American, b. 1972
Siberian permafrost thaw, Duvannyi Yar, Kolyma River, Siberia, July 21, 2010
Archival inkjet print
“Since the last ice age, vast reserves of plant and animal matter have been locked up in frozen arctic soil, or permafrost. However, as temperatures rise, permafrost is thawing, and the gooey carbon-rich soil is becoming food for microbes. As they consume this ancient carbon, they respire methane and carbon dioxide, potent greenhouse gases. The amount of carbon stored in Arctic permafrost is estimated to be 1,500 gigatons—double what is currently in our atmosphere.”
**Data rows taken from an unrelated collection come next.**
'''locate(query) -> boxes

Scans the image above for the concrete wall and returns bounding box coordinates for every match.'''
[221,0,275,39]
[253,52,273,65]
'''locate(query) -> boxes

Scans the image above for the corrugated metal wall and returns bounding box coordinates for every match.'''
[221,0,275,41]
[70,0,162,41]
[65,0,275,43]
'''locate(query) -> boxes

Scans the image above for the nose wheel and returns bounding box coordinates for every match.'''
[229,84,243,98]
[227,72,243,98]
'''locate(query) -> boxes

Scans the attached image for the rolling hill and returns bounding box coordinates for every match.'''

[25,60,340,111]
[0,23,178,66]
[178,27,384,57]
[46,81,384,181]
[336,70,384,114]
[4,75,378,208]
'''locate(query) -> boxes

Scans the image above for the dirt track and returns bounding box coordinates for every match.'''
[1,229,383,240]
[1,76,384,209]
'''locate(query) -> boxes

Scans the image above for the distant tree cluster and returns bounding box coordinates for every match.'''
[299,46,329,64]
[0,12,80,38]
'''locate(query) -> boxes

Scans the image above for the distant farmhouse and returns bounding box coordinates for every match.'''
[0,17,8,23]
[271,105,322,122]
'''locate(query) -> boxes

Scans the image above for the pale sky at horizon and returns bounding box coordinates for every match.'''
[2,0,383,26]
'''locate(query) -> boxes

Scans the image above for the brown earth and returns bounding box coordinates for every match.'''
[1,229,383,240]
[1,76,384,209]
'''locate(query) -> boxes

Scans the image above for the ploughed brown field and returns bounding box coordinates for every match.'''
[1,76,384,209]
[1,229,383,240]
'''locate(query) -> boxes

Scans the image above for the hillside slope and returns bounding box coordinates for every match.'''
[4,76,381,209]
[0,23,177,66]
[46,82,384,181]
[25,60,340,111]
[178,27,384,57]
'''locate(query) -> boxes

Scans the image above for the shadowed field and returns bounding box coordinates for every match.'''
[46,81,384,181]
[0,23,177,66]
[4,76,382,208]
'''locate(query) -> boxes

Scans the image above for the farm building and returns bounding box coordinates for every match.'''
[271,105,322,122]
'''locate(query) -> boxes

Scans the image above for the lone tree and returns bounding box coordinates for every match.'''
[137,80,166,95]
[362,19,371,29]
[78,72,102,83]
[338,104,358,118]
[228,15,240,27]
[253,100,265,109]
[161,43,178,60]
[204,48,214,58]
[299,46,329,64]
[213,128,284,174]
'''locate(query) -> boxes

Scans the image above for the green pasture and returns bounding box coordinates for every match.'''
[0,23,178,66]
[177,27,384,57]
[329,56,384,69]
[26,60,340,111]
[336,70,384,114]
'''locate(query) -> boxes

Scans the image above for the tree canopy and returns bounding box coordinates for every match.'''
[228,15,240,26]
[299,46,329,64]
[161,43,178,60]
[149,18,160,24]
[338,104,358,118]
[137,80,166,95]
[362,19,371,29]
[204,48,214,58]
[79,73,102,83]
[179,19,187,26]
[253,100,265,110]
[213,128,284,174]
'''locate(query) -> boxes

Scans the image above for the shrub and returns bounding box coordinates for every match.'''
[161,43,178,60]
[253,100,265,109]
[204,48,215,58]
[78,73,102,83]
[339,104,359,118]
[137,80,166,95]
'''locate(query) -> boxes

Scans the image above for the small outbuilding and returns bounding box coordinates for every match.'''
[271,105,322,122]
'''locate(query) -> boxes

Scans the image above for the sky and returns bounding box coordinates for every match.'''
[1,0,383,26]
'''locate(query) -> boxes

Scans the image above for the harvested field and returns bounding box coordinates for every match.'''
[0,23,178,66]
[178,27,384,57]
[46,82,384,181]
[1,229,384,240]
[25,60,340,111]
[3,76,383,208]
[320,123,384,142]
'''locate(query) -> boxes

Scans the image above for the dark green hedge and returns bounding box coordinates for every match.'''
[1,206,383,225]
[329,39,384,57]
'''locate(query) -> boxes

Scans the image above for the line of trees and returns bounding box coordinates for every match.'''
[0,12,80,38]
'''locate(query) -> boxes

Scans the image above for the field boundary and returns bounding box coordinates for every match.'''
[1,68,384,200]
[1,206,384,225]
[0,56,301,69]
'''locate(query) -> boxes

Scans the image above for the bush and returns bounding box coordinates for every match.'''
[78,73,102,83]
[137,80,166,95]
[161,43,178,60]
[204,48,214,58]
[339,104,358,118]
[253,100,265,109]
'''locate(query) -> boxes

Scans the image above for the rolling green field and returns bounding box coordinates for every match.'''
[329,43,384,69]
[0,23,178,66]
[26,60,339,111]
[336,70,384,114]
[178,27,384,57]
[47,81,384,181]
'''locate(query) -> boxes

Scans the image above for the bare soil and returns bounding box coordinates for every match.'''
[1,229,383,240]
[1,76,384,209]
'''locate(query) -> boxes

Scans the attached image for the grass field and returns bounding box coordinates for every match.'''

This photograph springs from Polaris Project: Science in Siberia, a project where he worked alongside college students and scientists studying Arctic permafrost. A video documenting this effort appears on the artist’s website.
As rising temperatures melt the frozen earth, which covers 24% of the Northern Hemisphere, carbon is released into the water and atmosphere. Linder introduces the public to this phenomenon, a story not as well known as the meltdown of the world’s glaciers.
As an oceanographer and photographer, Linder has also collaborated with scientists and journalists to publish Science on Ice: Four Polar Expeditions. An intimate look into climate change research, this book also celebrates the majesty and complexity of Arctic and Antarctic landscapes.